The U.S. Preventive Services Task Force published draft guidance last week recommending that doctors evaluate all patients under the age of 65 for signs of anxiety. The recommendations are intended to help primary care physicians diagnose patients suffering from anxiety disorders during preventive care visits. The proposal is open for public comment until October 17; however, the task force usually affirms its draft guidance.

NPR’s Michel Martin recently interviewed Lori Pbert, a member of the task force, clinical psychologist, and a professor at the University of Massachusetts Chan Medical School, on the recent draft recommendation.

Although the health panel began their research before the pandemic, Professor Pbert acknowledges that the findings are very timely, with employee mental health reaching a critical point due to pandemic-induced stress. The World Health Organization reported earlier this year that anxiety and depression increased by 25% during the first year of the pandemic. Pbert notes that anxiety disorders are among the most common mental health complaints, affecting about 40% of U.S. women at some point in their lives and more than one in four men.

Shortage Of Mental Health Services

Diagnosing anxiety disorders during the brief patient interactions afforded through routine care has long been a challenge for clinicians. One study cited by the task force found the median time for initiating treatment for anxiety is 23 years. Doctors are already asked to cover a wide range of conditions in what can be a packed 15-minute appointment. The panel is recommending targeted questionnaires and screening tools to determine if warning signs exist that would warrant a referral to a mental health specialist.
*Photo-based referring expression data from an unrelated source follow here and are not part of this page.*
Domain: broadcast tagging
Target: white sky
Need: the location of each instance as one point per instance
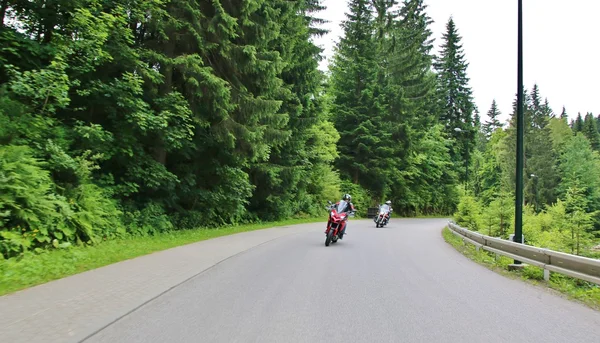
(560, 39)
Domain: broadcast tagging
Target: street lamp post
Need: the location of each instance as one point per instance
(535, 180)
(458, 129)
(518, 237)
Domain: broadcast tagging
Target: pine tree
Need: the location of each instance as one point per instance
(493, 123)
(590, 130)
(352, 78)
(457, 102)
(578, 124)
(563, 114)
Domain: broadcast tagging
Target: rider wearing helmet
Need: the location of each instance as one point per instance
(349, 208)
(389, 203)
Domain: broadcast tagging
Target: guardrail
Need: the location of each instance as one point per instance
(578, 267)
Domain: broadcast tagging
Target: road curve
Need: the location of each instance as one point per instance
(401, 283)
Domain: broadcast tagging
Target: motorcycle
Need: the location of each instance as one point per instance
(336, 225)
(383, 216)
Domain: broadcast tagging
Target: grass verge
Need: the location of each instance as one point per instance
(34, 269)
(582, 291)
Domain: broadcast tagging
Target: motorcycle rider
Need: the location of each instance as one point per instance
(349, 208)
(389, 203)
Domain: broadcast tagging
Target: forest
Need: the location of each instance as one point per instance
(140, 117)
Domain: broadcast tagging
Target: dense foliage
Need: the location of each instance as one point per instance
(391, 109)
(137, 117)
(562, 180)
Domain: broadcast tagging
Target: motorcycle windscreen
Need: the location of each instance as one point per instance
(342, 206)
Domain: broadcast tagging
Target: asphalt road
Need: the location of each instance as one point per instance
(401, 283)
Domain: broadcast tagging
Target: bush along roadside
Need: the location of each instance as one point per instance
(31, 268)
(582, 291)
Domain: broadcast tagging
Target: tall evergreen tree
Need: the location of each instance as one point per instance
(564, 114)
(456, 94)
(578, 124)
(353, 74)
(493, 123)
(590, 130)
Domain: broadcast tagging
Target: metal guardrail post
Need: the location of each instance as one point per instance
(551, 261)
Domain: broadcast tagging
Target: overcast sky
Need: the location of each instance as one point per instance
(561, 48)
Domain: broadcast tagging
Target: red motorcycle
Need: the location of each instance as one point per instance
(336, 225)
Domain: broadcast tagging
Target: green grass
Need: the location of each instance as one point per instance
(34, 269)
(582, 291)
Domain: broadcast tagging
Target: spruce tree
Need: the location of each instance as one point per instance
(563, 114)
(353, 74)
(456, 94)
(493, 122)
(578, 124)
(590, 130)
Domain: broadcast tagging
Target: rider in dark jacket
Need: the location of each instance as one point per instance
(349, 208)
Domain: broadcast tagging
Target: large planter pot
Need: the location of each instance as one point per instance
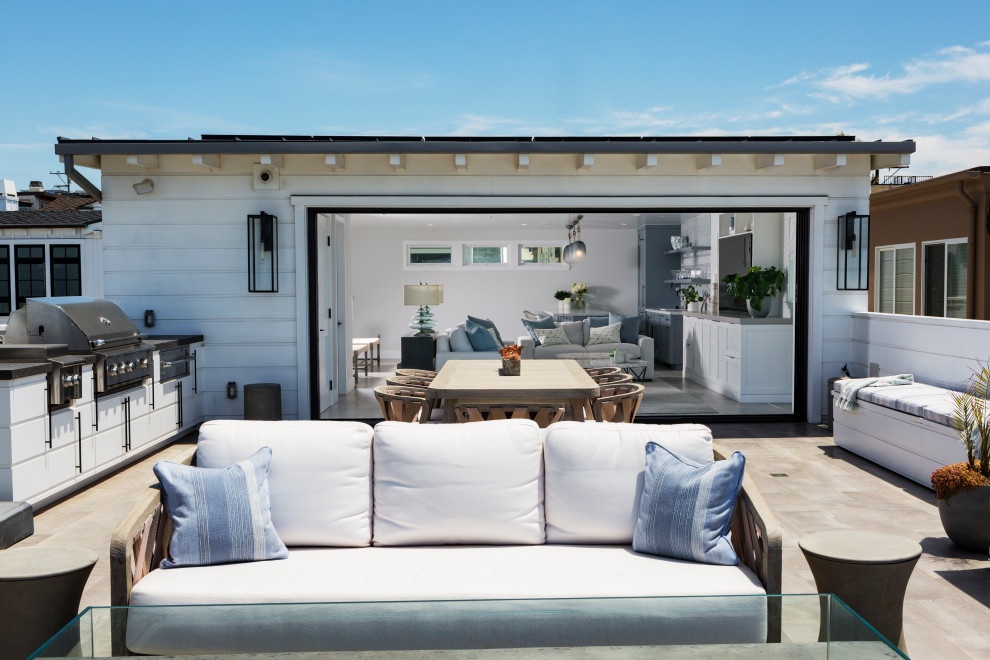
(966, 518)
(762, 311)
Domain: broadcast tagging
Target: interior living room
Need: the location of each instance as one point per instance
(650, 264)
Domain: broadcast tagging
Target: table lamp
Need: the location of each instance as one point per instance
(423, 295)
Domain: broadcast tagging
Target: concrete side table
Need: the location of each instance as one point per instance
(868, 571)
(40, 589)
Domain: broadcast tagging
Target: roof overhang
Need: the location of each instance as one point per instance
(267, 144)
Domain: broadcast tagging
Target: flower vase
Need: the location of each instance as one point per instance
(510, 367)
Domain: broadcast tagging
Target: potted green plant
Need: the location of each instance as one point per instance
(963, 489)
(757, 286)
(691, 297)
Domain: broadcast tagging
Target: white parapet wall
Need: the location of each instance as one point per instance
(936, 351)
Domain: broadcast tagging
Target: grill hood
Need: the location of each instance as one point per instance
(82, 323)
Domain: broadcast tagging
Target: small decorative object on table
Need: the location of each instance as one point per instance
(692, 298)
(758, 286)
(963, 489)
(511, 359)
(577, 294)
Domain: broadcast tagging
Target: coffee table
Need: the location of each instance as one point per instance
(539, 381)
(579, 628)
(636, 368)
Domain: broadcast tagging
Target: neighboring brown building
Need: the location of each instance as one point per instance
(929, 245)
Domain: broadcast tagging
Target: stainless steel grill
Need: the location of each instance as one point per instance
(87, 325)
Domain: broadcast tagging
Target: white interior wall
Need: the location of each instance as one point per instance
(609, 270)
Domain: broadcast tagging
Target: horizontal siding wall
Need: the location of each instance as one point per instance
(184, 255)
(937, 351)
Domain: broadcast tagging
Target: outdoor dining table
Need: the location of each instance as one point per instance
(540, 381)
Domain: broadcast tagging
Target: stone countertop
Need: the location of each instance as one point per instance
(741, 319)
(15, 370)
(166, 342)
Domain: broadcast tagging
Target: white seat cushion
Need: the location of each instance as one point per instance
(319, 480)
(406, 574)
(458, 483)
(594, 475)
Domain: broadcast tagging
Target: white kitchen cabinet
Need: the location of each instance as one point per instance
(746, 360)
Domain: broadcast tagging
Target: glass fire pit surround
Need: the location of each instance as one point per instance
(672, 627)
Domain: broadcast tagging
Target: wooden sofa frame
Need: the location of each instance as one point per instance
(141, 540)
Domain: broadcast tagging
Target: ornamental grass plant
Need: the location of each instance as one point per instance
(971, 420)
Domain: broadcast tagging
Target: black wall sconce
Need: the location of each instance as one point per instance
(853, 252)
(262, 253)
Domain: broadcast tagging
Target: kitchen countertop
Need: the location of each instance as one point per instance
(15, 370)
(166, 342)
(742, 319)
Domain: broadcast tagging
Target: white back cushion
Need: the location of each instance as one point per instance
(594, 475)
(319, 480)
(438, 484)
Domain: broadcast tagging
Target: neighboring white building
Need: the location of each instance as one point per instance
(176, 215)
(49, 253)
(9, 201)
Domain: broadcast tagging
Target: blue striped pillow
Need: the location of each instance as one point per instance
(219, 515)
(686, 509)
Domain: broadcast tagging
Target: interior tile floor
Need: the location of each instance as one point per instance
(669, 393)
(810, 484)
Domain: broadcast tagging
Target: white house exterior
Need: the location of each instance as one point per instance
(180, 247)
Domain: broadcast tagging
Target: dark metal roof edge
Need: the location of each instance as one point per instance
(233, 144)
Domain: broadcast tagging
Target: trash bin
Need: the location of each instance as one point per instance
(263, 401)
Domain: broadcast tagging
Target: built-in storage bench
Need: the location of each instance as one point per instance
(904, 428)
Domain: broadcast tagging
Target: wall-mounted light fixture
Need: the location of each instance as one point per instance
(262, 253)
(853, 252)
(575, 250)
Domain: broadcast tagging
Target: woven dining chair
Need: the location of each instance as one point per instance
(404, 404)
(543, 414)
(618, 402)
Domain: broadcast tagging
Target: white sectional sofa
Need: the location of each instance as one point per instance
(904, 428)
(392, 518)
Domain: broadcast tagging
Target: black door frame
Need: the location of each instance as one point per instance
(802, 293)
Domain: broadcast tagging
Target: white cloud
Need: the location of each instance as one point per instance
(955, 64)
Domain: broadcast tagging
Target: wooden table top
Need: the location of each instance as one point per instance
(477, 379)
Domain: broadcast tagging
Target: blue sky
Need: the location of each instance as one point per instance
(907, 70)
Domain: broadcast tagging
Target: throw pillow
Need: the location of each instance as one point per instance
(482, 338)
(574, 331)
(630, 327)
(219, 515)
(544, 323)
(487, 323)
(459, 342)
(607, 335)
(551, 336)
(686, 509)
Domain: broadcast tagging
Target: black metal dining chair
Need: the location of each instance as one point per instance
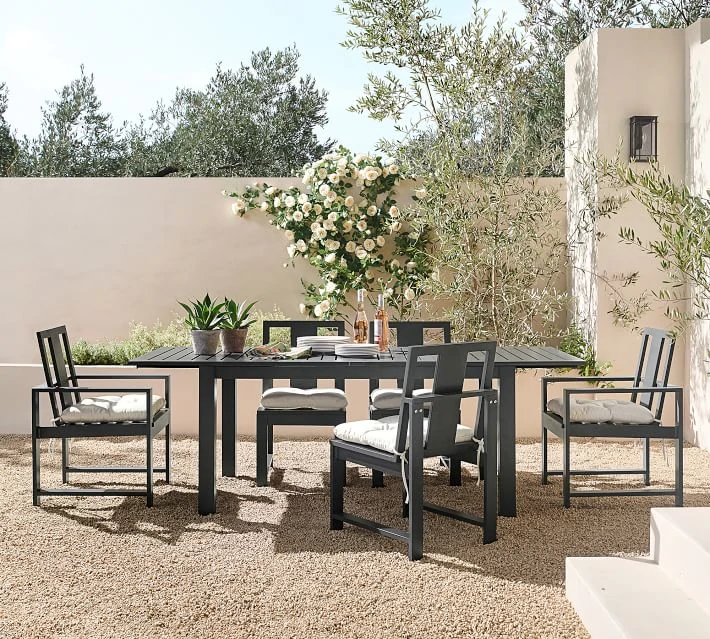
(301, 403)
(639, 417)
(110, 411)
(399, 445)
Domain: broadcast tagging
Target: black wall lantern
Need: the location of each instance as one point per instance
(643, 138)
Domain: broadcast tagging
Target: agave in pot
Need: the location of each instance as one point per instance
(203, 318)
(235, 325)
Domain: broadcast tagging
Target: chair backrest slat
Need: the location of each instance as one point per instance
(451, 361)
(58, 366)
(412, 334)
(654, 367)
(302, 328)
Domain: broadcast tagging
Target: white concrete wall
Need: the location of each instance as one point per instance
(96, 254)
(612, 75)
(697, 116)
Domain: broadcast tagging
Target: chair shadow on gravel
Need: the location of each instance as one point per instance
(173, 514)
(531, 547)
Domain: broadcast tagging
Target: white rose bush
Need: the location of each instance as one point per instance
(345, 221)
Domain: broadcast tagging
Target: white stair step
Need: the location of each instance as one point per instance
(618, 598)
(680, 545)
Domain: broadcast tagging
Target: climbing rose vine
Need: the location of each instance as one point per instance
(345, 221)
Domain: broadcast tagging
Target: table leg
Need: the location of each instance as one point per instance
(506, 475)
(229, 428)
(207, 481)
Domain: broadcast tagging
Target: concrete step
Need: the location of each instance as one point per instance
(680, 545)
(619, 598)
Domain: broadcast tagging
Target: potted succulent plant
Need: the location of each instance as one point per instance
(203, 318)
(235, 325)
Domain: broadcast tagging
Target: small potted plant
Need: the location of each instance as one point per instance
(203, 318)
(235, 325)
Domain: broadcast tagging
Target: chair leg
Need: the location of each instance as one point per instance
(647, 462)
(679, 467)
(262, 450)
(565, 470)
(544, 456)
(416, 508)
(378, 478)
(65, 460)
(454, 472)
(149, 470)
(337, 489)
(35, 469)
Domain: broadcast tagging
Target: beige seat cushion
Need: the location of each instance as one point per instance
(602, 410)
(391, 398)
(382, 433)
(294, 398)
(111, 408)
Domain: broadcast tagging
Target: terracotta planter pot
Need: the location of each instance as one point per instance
(233, 339)
(205, 342)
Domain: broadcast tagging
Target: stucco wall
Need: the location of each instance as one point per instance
(96, 254)
(661, 72)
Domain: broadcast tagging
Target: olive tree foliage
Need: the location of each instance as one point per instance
(458, 98)
(258, 120)
(77, 138)
(555, 27)
(681, 246)
(8, 144)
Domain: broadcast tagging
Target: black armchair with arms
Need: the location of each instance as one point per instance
(638, 417)
(125, 412)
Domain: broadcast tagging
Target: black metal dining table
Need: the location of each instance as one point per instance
(390, 365)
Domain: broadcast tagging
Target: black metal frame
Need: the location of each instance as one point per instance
(646, 384)
(63, 389)
(443, 414)
(267, 418)
(409, 333)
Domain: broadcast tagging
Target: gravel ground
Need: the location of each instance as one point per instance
(266, 564)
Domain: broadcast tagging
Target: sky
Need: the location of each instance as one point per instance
(140, 51)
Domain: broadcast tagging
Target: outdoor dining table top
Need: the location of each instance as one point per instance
(387, 365)
(506, 356)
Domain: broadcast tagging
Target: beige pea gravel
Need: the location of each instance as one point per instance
(266, 564)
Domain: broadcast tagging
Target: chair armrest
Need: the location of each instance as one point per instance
(165, 378)
(551, 379)
(88, 389)
(672, 388)
(420, 400)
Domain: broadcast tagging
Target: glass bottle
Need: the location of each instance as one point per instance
(381, 328)
(360, 323)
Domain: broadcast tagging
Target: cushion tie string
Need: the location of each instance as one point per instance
(403, 462)
(479, 452)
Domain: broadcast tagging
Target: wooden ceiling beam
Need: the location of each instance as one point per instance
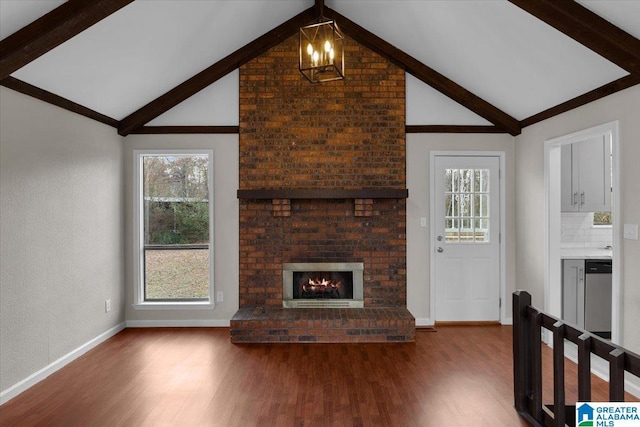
(319, 8)
(53, 99)
(210, 75)
(426, 74)
(51, 30)
(589, 29)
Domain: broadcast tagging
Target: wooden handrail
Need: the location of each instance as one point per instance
(527, 364)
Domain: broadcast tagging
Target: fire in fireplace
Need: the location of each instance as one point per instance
(317, 285)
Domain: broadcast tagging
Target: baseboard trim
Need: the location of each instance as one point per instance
(467, 323)
(423, 322)
(43, 373)
(194, 323)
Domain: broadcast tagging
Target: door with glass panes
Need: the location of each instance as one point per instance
(465, 239)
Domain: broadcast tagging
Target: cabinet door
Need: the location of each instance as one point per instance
(573, 291)
(568, 194)
(594, 174)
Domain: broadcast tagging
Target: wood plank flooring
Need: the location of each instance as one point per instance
(455, 376)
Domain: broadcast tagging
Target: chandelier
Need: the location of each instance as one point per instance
(321, 52)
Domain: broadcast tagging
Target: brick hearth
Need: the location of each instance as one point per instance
(343, 135)
(322, 325)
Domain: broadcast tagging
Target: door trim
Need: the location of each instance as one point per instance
(553, 270)
(504, 319)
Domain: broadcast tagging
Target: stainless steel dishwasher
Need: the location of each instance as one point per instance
(597, 297)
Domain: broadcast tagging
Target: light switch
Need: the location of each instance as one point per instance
(630, 231)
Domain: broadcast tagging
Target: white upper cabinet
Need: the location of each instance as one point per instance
(586, 175)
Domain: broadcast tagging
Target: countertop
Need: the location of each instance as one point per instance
(585, 253)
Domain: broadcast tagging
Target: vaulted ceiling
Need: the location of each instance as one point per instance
(150, 66)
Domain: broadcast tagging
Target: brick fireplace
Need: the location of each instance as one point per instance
(322, 180)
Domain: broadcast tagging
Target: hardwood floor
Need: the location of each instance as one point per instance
(455, 376)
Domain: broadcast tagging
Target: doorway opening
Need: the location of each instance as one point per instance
(553, 201)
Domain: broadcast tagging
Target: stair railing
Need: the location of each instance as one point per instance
(527, 364)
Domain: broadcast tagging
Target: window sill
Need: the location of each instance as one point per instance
(200, 305)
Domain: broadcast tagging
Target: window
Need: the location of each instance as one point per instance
(174, 228)
(467, 205)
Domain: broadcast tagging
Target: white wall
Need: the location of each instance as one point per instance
(61, 235)
(226, 230)
(530, 198)
(418, 256)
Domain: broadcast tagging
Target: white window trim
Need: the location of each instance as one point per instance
(138, 235)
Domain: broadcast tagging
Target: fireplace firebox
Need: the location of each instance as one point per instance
(323, 285)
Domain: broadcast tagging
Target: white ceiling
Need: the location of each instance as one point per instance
(490, 47)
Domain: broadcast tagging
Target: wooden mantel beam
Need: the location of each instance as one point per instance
(51, 30)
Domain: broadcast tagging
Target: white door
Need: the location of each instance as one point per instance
(466, 238)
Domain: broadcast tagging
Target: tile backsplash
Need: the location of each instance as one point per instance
(577, 231)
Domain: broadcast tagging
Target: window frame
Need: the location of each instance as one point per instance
(138, 236)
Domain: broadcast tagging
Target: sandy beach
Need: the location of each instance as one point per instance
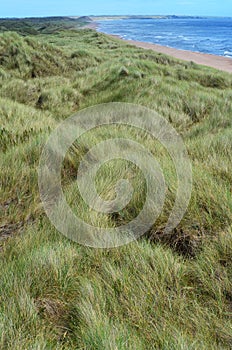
(218, 62)
(214, 61)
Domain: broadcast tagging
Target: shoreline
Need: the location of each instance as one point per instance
(209, 60)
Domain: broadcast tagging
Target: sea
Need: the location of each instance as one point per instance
(207, 35)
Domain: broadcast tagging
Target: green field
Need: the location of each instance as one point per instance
(160, 292)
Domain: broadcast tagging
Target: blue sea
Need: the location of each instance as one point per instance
(207, 35)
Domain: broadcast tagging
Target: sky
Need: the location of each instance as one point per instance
(30, 8)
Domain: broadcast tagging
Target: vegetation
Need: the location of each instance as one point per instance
(161, 292)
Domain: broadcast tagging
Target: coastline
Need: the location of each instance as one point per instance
(208, 60)
(213, 61)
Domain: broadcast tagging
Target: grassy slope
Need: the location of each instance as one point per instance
(164, 293)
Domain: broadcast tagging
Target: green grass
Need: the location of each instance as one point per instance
(161, 292)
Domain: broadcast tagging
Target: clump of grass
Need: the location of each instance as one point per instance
(163, 291)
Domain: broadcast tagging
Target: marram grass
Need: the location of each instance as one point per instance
(160, 292)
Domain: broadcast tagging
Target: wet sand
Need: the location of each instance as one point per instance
(218, 62)
(214, 61)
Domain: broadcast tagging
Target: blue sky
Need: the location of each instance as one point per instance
(26, 8)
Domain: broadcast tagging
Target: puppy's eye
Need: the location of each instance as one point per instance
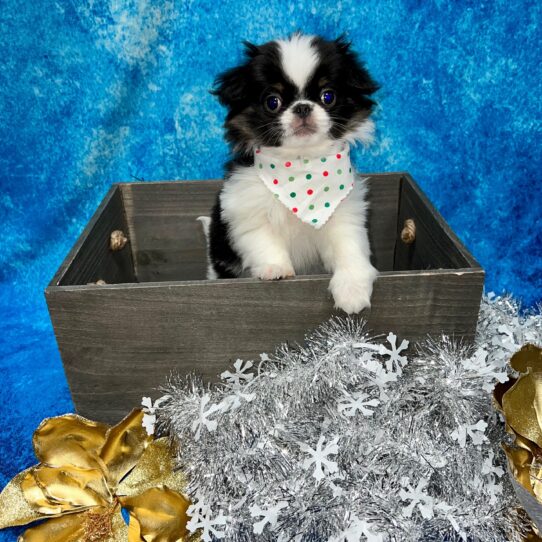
(328, 97)
(273, 103)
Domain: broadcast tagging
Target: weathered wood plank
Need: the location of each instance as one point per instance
(120, 342)
(168, 242)
(436, 246)
(91, 259)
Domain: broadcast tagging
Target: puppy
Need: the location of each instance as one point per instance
(291, 202)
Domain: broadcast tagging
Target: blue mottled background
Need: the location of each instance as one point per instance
(93, 92)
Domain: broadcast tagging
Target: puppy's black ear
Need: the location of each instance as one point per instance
(231, 87)
(358, 76)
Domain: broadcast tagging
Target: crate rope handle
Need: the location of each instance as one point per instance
(117, 240)
(408, 233)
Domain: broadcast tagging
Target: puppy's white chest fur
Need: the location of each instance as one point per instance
(250, 208)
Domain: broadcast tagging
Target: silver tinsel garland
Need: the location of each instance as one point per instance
(349, 439)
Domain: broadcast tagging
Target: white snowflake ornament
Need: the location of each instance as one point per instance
(418, 498)
(240, 376)
(319, 457)
(395, 361)
(201, 518)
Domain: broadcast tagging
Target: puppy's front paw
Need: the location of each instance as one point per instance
(273, 271)
(352, 290)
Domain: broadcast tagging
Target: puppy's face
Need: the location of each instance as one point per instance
(296, 93)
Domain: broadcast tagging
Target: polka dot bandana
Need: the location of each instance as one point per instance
(312, 188)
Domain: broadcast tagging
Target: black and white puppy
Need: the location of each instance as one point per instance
(291, 200)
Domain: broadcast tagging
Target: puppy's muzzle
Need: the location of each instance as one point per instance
(302, 110)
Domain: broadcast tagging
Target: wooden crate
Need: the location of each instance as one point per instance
(157, 313)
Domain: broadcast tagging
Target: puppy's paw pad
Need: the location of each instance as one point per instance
(352, 294)
(273, 271)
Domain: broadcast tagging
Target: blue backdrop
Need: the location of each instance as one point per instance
(93, 92)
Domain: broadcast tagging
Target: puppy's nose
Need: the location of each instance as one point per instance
(302, 110)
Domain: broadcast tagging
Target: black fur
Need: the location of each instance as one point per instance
(243, 91)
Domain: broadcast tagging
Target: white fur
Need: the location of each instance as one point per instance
(273, 243)
(308, 145)
(299, 59)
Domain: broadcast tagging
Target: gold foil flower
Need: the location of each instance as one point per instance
(520, 401)
(87, 472)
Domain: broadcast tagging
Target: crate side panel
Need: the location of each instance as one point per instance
(119, 344)
(433, 247)
(383, 198)
(92, 259)
(168, 240)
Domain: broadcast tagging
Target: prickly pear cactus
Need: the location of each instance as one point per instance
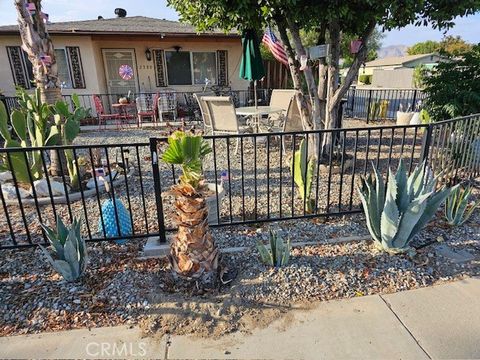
(110, 221)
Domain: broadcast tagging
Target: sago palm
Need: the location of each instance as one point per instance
(193, 253)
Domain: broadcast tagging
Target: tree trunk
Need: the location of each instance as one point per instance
(39, 48)
(353, 71)
(41, 53)
(193, 253)
(308, 74)
(297, 85)
(331, 86)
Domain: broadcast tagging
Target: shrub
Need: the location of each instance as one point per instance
(69, 253)
(457, 209)
(396, 215)
(302, 167)
(279, 252)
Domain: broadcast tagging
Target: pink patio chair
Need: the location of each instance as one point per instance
(101, 115)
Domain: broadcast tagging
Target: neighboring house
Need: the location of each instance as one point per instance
(397, 71)
(161, 53)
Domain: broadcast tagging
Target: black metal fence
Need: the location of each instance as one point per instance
(250, 176)
(381, 104)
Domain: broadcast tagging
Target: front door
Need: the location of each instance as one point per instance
(120, 71)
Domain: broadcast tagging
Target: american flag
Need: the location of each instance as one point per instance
(275, 46)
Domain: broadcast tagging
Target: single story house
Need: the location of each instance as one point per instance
(396, 71)
(158, 54)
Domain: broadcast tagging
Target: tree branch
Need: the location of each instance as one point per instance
(352, 73)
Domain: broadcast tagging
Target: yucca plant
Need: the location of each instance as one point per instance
(279, 252)
(193, 253)
(302, 168)
(69, 253)
(457, 208)
(396, 215)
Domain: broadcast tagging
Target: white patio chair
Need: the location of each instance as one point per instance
(167, 103)
(281, 99)
(207, 123)
(223, 117)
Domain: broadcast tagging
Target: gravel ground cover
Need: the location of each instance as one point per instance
(260, 184)
(121, 288)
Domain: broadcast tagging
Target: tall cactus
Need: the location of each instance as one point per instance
(68, 126)
(396, 215)
(302, 169)
(32, 130)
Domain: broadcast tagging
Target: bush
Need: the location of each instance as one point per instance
(395, 213)
(453, 89)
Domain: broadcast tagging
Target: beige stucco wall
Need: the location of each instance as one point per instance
(401, 78)
(91, 70)
(146, 68)
(370, 70)
(92, 59)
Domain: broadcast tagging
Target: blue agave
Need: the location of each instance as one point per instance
(110, 221)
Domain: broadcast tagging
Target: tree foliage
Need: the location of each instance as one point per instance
(453, 88)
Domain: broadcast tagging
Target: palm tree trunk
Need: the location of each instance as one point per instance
(193, 253)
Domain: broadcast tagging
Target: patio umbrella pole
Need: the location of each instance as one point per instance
(255, 93)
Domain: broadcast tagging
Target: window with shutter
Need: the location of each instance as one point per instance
(76, 67)
(159, 59)
(222, 67)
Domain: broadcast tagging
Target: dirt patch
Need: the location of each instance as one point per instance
(207, 317)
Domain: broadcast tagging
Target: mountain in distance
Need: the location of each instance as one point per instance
(392, 50)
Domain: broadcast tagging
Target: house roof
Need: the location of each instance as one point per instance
(139, 25)
(396, 60)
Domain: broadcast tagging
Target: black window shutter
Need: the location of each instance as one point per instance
(76, 67)
(159, 59)
(18, 67)
(222, 67)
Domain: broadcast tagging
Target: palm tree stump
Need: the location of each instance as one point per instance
(193, 254)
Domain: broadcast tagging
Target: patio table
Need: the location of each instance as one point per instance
(257, 112)
(123, 110)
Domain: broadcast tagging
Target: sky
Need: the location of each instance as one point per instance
(67, 10)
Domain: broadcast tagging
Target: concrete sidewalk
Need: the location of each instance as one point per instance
(436, 322)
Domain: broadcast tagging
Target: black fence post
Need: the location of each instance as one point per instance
(427, 139)
(368, 104)
(158, 190)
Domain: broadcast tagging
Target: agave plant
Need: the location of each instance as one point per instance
(302, 169)
(396, 215)
(193, 253)
(279, 252)
(69, 253)
(457, 209)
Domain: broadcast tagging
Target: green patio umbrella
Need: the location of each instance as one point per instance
(251, 67)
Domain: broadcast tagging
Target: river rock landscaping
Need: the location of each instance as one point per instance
(120, 287)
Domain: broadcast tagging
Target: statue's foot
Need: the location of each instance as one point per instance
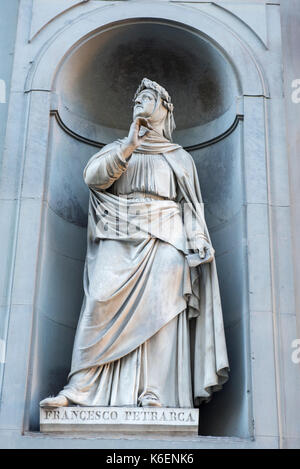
(58, 401)
(149, 400)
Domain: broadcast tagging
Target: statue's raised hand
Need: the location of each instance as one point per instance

One concern raised by the medical community is the potential for misdiagnosis, especially when there is already a shortage of mental health professionals. Professor Pbert acknowledges the importance of distinguishing between everyday concerns and those fears or worries that interfere with everyday activities, which is indicative of anxiety disorder.

A larger challenge is finding mental health services given the shortage of specialists. Patients have reported waiting months to meet with a therapist, and others are forced to weigh the potential benefits of therapy sessions with the relatively high cost of care.

What Employers Can Do To Help

Since anxiety screenings will be completed by primary care physicians, it is even more important to encourage employees to get their annual physical. Meeting with a doctor once per year ensures that employees undergo appropriate physical and mental health screenings and creates opportunities to develop a strong patient-physician relationship over time. Often, the completion of an annual physical is an integrated component of an employee wellness program.

Offering direct access to therapists as an employee benefit is another impactful strategy that can make a big difference for workers. Employees may find it easier to interact with a therapist virtually in the comfort of their own home.

Employers can also help educate employees on the importance of prioritizing self-care. A holistic program that engages employees in gratitude exercises, mindfulness classes, healthy sleep tips, and other dimensions of wellness can help workers manage stress and anxiety.